Nel 2015 Shire ha acquisito Dyax per 5,9 miliardi di dollari e con essa ha ottenuto il controllo di DX-2930, successivamente denominato lanadelumab, di particolare interesse per via del meccanismo d’azione che differisce da quello dei farmaci già disponibili.

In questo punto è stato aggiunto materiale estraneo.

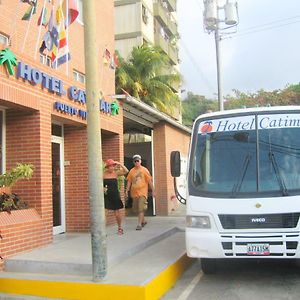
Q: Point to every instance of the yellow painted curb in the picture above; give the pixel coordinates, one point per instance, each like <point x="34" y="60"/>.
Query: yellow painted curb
<point x="83" y="291"/>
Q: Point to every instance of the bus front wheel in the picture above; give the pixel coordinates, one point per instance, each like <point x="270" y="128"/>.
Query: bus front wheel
<point x="208" y="265"/>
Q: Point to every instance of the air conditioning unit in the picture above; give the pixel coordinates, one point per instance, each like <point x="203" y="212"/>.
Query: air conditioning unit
<point x="231" y="17"/>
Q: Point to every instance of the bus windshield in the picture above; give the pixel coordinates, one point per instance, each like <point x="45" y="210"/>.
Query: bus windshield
<point x="244" y="156"/>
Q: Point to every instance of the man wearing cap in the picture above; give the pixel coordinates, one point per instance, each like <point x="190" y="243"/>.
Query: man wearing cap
<point x="138" y="181"/>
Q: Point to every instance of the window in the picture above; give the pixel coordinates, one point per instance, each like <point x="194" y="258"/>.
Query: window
<point x="80" y="9"/>
<point x="80" y="77"/>
<point x="145" y="14"/>
<point x="2" y="141"/>
<point x="45" y="60"/>
<point x="3" y="39"/>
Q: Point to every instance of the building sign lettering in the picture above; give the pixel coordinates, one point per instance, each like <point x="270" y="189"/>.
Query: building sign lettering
<point x="56" y="86"/>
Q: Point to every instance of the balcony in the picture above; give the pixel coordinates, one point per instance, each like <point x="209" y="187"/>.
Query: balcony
<point x="161" y="42"/>
<point x="173" y="54"/>
<point x="172" y="27"/>
<point x="172" y="5"/>
<point x="161" y="14"/>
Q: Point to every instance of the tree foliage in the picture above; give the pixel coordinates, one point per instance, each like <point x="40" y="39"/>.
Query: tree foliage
<point x="195" y="105"/>
<point x="146" y="75"/>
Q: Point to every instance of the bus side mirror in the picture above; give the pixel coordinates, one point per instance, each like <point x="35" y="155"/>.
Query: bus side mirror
<point x="175" y="163"/>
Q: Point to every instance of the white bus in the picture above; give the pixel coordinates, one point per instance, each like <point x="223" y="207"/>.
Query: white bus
<point x="243" y="185"/>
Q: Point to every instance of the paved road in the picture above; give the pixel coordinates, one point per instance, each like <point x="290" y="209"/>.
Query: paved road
<point x="240" y="280"/>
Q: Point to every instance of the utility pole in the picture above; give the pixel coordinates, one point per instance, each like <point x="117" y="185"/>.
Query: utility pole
<point x="219" y="76"/>
<point x="95" y="176"/>
<point x="211" y="22"/>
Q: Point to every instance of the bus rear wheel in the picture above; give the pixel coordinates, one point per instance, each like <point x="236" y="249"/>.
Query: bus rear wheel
<point x="208" y="265"/>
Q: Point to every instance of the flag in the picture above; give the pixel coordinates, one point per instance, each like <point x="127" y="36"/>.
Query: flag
<point x="106" y="57"/>
<point x="116" y="60"/>
<point x="60" y="51"/>
<point x="43" y="17"/>
<point x="112" y="64"/>
<point x="30" y="11"/>
<point x="71" y="13"/>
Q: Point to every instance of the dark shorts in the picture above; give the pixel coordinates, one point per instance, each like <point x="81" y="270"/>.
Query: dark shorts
<point x="139" y="204"/>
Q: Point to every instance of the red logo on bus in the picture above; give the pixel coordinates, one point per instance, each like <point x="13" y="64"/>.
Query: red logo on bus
<point x="206" y="128"/>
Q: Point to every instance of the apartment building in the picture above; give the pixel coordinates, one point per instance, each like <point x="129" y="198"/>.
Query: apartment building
<point x="43" y="121"/>
<point x="146" y="21"/>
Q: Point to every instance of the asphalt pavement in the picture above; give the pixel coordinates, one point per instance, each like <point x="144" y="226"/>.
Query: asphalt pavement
<point x="140" y="264"/>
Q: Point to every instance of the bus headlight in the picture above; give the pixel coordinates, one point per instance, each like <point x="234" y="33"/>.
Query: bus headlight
<point x="198" y="222"/>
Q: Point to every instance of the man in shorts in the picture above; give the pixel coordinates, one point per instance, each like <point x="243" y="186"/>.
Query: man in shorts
<point x="138" y="181"/>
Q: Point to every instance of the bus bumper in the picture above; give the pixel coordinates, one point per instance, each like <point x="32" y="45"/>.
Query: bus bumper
<point x="212" y="244"/>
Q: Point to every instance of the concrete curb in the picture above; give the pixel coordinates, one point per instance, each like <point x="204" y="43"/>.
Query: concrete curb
<point x="155" y="289"/>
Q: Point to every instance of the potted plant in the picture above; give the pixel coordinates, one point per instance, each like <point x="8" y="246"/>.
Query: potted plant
<point x="9" y="179"/>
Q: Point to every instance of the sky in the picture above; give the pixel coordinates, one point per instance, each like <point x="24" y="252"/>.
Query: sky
<point x="263" y="53"/>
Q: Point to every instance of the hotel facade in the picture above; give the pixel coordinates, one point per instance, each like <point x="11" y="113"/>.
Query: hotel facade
<point x="43" y="122"/>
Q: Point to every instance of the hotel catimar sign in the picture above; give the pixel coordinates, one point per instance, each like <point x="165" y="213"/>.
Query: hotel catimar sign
<point x="55" y="86"/>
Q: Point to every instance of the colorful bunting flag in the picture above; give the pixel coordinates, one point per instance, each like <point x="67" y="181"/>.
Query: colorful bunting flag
<point x="43" y="17"/>
<point x="116" y="60"/>
<point x="60" y="50"/>
<point x="70" y="6"/>
<point x="106" y="57"/>
<point x="30" y="11"/>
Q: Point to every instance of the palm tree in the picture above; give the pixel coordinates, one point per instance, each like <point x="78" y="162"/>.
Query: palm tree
<point x="144" y="76"/>
<point x="7" y="57"/>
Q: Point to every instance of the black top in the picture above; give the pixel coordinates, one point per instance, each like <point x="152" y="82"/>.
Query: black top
<point x="112" y="199"/>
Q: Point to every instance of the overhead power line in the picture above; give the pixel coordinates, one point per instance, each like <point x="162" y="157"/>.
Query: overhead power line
<point x="259" y="30"/>
<point x="196" y="65"/>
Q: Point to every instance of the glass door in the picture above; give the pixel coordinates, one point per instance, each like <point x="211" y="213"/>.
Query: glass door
<point x="58" y="186"/>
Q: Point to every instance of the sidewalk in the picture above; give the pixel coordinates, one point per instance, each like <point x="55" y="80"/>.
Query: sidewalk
<point x="141" y="264"/>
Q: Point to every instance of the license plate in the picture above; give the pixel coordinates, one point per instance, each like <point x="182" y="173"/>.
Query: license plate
<point x="258" y="249"/>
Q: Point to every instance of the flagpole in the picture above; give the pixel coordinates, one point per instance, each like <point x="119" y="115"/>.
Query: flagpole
<point x="27" y="31"/>
<point x="13" y="31"/>
<point x="95" y="176"/>
<point x="67" y="35"/>
<point x="40" y="29"/>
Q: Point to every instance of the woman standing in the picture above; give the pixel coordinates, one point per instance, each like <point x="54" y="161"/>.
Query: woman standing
<point x="112" y="200"/>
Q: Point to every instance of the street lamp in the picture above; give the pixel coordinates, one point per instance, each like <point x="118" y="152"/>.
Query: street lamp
<point x="213" y="22"/>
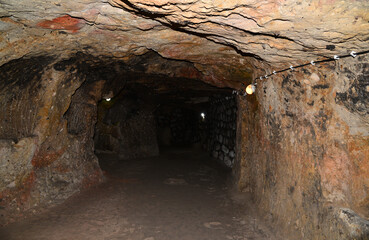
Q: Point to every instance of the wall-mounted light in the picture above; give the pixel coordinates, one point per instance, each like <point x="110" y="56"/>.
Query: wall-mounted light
<point x="203" y="116"/>
<point x="250" y="89"/>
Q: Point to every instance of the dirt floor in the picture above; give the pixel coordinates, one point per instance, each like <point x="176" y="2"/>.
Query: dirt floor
<point x="177" y="196"/>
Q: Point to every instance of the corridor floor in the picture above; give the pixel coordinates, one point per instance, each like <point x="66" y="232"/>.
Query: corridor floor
<point x="177" y="196"/>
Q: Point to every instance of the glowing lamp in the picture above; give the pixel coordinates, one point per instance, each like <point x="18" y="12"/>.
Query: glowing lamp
<point x="250" y="89"/>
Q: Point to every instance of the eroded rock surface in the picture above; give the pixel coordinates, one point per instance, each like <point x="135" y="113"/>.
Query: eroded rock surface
<point x="302" y="139"/>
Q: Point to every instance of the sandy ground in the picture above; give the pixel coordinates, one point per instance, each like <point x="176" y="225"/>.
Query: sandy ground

10 Epidiolex - GW Pharma - Malattie rare

Previsione di vendita al picco: 960 milioni di dollari
Si tratta di una formulazione liquida di cannabidiolo purificato e di origine vegetale. E’ un cannabinoide non psicoattivo, sviluppato per il trattamento delle convulsioni in due tipi specifici di epilessia: la sindrome di Lennox-Gastaut e la sindrome di Dravet, una forma di epilessia associata a disturbi dello sviluppo neurologico, che insorge nel primo anno di vita nei lattanti.
Il 30 ottobre il dossier di Epidiolex è stato depositato all’Fda per l’approvazione, corredato dai dati clinici su 1.500 pazienti, 400 dei quali hanno avuto più di un anno di esposizione al farmaco.
GW si aspetta "una domanda significativa" dalle popolazioni di pazienti Lennox-Gastaut e Dravet, che ammontano rispettivamente a circa 35.000 e 8.000 pazienti.
Al momento non esistono trattamenti autorizzati negli stati Uniti per la sindrome di Dravet.
I risultati positivi del recente studio di Fase 3 su epidolex rappresentano l'unica valutazione clinica ben controllata di un farmaco a base di cannabinoidi per questa condizione devastante e resistente ai farmaci.